By Snuggle Squiggle, author of Endless Stars

Feb 2, 2019: Advent is a short and well-honed story. It’s a realistic work, written in first-person and influenced by diary fiction without leaning too heavily into the form. There are roughly twenty five chapters of several hundred words each, and for each there’s a footnote or three which are shorter.

The prose of Advent tastefully mimes a child — simple and declarative, almost suggesting stream-of-consciousness with its lack of commas or advanced constructions. Sometimes you’ll see the voice seem to grope around to describe something Luke doesn’t have the word for — “metal that’s so hot it’s liquid” instead of “molten”, for instance. It’s charming and never breaks your immersion with exaggeration or excessiveness. Aside from the flavor, the prose flows and renders masterfully. Once or twice it is marred by a typo, but chances are you wouldn’t notice.

Advent does not try to give exhaustive descriptions, or transcribe every encounter. It strives more to render vividly with details and impressions instead of the sort of immersive realism more common in web serials. While this robs the story of a certain kind of viscerality, the reader remains present in Luke’s mental landscape, and that is all what the story wants and needs.

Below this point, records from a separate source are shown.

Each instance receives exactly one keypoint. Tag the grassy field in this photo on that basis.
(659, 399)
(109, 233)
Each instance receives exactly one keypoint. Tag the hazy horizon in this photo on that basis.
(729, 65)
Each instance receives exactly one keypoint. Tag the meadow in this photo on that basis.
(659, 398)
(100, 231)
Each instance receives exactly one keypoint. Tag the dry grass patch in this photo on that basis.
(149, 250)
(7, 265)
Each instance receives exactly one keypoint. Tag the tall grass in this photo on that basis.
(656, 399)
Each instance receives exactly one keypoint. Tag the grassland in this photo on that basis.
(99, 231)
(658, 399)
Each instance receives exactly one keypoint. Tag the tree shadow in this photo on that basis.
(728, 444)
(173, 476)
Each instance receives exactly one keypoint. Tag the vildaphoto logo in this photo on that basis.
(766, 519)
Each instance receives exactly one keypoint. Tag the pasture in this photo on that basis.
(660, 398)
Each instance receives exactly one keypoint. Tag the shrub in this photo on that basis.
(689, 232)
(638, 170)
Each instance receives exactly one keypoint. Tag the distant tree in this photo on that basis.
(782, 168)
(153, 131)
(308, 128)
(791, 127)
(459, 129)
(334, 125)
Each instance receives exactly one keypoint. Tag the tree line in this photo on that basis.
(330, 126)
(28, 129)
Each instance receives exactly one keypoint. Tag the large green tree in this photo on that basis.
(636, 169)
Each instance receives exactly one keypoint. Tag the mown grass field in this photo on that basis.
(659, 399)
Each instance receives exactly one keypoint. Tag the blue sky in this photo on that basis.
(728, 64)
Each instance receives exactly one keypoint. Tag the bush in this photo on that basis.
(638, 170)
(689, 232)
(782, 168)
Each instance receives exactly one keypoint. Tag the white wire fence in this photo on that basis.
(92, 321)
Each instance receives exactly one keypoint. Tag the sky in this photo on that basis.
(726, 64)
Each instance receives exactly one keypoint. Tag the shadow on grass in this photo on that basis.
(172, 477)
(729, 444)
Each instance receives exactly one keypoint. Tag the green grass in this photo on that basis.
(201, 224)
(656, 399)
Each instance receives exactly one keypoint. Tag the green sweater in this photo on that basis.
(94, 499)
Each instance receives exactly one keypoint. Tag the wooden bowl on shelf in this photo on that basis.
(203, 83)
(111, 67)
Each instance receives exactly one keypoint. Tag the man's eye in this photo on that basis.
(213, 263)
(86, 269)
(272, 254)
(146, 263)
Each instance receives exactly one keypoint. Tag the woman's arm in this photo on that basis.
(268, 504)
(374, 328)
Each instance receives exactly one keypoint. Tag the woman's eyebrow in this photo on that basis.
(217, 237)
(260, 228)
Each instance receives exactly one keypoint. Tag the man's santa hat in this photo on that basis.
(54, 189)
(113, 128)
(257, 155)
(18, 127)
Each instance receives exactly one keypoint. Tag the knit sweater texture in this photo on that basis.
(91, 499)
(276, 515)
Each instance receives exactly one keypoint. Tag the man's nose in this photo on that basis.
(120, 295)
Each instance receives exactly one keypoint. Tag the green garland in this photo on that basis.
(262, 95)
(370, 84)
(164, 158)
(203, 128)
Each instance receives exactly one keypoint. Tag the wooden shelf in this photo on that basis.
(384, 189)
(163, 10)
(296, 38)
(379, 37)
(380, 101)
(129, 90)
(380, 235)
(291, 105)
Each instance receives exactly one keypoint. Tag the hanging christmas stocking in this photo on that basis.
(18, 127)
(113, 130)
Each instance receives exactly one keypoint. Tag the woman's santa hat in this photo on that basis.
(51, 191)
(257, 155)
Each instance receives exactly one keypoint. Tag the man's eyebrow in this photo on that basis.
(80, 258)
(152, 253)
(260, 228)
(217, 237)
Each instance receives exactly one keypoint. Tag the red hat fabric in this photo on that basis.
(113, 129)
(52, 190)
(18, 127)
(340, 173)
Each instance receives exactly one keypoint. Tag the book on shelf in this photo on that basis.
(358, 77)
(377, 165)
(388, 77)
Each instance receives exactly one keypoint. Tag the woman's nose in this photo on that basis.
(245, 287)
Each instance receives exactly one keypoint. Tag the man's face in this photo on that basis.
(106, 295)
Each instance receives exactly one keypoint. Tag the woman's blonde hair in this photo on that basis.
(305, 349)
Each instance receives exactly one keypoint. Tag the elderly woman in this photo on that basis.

Meanwhile, the characters of Advent are solid or even good. Luke is a study in complexities, cynical and troubled yet still childish. While I was engrossed in his perspective, it never felt like identifying. His perspective color all impressions of other characters, yet even the ones he does not care for still have suggestions of depth shine through. It’s clear that Luke and his mother are the focal points here, and their characterization is at times tangible. The other characters complement them decently enough.

The plot of Advent is perhaps its least exceptional aspect. It is straightforward to both a fault and a virtue. You wouldn’t be quite surprised at how it ultimately turns out, and yet the uncertainty and tension runs taut through it. And once it reaches its final cadences, it wouldn’t be unreasonable to tear up.

When it all comes together into a story, the result is a resonating and memorable piece of web fiction. It does not truly grip you — it doesn’t make you stay but doesn’t give you reason to leave. This is not a story that satisfies viscerally. But on an abstract level, I find it fulfilling.

The ending is not poignant, but I cannot decide if it’s a fault. It’s simple, wistful, and feels kind of fittingly empty. It is not a great ending. But I don’t know if this story could — or should — have had a great ending.

Due to its length and realism, I feel confident recommending this story to just about everyone.

Brevity isn’t a common sight in web fiction. Telling a straightforward story with a only couple characters is no less impressive when it works, and for Advent, it works quite well.